All of this was normal growing up in the LDS church, but after senior year, I woke up. I found out the truth – that the church wasn’t what I believed, but had been created by a con-man named Joseph Smith. This new knowledge tore me up and brought me to a breaking point I didn’t think I would survive.
I tried to save my parents, but they refused to see the truth, saying Satan had led me astray. The rift between us had started from a crack, when they wouldn’t believe that I had depression. Now, with the attack on their religion, it had grown into a chasm. It broke my heart, knowing they were in a cult and not being able to save them. My breath caught in my throat as the tears pushed at my eyes. I failed them.
But what if I was wrong, what if they weren’t abusive? I thought back through my life, trying to find a redeeming thing about them. They kept a roof over my head, fed me, didn’t hit me. My heart hurt, an infected wound again leaking puss. No, it was true, they were abusive; I wouldn’t hurt like this otherwise.
But how can you love someone who’s hurt you so deeply? My train of thought caused me to curl into the fetal position. I couldn’t hate them. They’d rejected me and wounded me, but I couldn’t hate them.
All the emotions poured through me as I cried silently. They never wanted me to cry, and they thought they’d made it impossible – that I couldn’t cry. I shouldn’t cry.
My therapist’s words started to take over. “I’m going to teach you how to ground yourself when the emotions get too much. List Five things you can see, name them and take a moment for them; four things you can feel; three things you can hear; two things you can smell; one thing you can taste. I suggest creating a panic attack bag. it’ll help you through this healing process.”
I worked on grounding myself to slow down my thoughts. I wouldn’t need to do this if my parents weren’t abusive. I got hurt, but I wouldn’t let them hold me down anymore. I uncurled to finish unpacking; my eyes still stung but I had to get this finished. I needed closure.
I put the book to the side along with the religious jargon. They didn’t help me anyway. When I left the church, all that glory, all that goodness turned to shame, and disgust. I was no longer the golden child, turned to fool’s gold by my decision. But it would no longer bind me down.
The last item in the box was my old school bag. It had survived throughout school. Through all the bullying, and books and hurt. It showed me that though it’s been beaten like me, I can rise from it. This bag would go with me to college once I had the money, proving my parents wrong. I wasn’t a baby factory. I wouldn’t be using the money they set aside for marriage or an LDS mission. I’d use it to make a new life for myself.
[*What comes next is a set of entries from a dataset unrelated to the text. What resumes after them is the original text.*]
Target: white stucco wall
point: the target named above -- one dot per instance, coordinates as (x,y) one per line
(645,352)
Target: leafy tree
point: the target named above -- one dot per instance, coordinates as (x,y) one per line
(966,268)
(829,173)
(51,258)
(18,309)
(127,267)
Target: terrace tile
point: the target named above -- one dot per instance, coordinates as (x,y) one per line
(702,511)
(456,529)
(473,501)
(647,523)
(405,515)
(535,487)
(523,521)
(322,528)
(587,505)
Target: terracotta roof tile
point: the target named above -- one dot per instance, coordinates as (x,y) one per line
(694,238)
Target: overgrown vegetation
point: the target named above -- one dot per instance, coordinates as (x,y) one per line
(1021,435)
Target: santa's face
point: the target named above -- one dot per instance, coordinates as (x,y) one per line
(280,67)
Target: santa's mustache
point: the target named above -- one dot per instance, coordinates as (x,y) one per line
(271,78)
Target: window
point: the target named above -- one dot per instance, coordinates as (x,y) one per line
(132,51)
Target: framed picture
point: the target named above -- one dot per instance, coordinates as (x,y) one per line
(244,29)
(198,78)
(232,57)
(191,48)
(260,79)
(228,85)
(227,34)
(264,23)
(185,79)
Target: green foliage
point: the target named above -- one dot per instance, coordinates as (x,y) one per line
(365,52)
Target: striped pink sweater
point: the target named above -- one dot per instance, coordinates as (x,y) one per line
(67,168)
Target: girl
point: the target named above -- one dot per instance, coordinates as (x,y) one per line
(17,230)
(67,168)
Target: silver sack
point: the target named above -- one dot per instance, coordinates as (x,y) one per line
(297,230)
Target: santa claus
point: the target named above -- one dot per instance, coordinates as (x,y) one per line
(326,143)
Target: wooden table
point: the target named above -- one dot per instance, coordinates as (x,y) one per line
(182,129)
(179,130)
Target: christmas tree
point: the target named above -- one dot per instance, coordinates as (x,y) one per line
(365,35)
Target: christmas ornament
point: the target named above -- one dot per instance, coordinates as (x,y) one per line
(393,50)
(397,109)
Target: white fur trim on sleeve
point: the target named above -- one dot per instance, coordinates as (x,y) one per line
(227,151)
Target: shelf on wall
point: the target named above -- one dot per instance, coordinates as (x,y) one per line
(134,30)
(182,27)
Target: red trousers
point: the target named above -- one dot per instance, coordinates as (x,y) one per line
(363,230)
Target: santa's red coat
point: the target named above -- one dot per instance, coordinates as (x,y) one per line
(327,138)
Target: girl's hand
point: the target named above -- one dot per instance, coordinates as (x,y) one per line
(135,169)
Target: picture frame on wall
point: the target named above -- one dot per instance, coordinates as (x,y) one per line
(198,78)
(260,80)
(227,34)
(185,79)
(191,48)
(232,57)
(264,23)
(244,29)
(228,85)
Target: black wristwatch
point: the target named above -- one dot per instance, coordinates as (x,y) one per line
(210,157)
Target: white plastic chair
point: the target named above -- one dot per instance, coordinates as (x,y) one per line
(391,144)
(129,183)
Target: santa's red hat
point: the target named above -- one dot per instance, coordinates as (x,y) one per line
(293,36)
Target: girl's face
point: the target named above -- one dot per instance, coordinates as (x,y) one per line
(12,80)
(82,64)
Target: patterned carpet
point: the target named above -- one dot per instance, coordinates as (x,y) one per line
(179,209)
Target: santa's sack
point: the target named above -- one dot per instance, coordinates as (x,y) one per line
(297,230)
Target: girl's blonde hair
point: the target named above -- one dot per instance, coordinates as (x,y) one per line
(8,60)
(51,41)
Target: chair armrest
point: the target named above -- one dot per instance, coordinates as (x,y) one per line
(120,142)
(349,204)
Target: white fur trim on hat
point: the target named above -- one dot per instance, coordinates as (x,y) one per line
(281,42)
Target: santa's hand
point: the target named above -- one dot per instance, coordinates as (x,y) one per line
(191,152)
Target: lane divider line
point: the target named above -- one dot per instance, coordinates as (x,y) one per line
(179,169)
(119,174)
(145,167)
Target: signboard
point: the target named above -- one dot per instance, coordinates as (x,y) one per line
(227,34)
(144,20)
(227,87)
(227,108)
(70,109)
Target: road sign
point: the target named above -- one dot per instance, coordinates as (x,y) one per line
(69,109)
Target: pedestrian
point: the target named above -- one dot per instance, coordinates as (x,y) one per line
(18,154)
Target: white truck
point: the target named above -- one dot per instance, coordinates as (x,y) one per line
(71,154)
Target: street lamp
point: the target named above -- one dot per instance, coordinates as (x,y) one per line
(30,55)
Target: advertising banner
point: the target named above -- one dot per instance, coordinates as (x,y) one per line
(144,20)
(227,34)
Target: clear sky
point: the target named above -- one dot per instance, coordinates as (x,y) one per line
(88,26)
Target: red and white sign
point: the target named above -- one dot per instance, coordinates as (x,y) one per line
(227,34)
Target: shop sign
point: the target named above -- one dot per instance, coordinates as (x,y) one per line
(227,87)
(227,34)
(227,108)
This new place is my new start. Away from the faith, from the family who shunned me, from everyone who told me I can’t make it. I will go forth from my past, unbound by expectations. I’m an adult now, and it’s my time to write my own story. Unlimited by anyone but myself.
And well, my parents were wrong about one thing; I wasn’t the single troll that had lived in their basement, shrouded from God’s eyes, never seeing how far I had risen above them. They weren’t worthy of knowing anything about my life, not my online friends, nor the family I met on the way.
“That you, honey?” it was my roommate to my parents, but to me, he was my boyfriend. He had saved my life.
“Yup just got home,” I smiled.
We embraced and all the love I had missed in my childhood rushed through me. Yes; this was a new start, with the family I had met along my journey. The people who loved me as I was, and not as they wanted me to be.
The past can’t be changed, nor would I want it to. It’s made me who I am and I will continue to live my life, unlimited.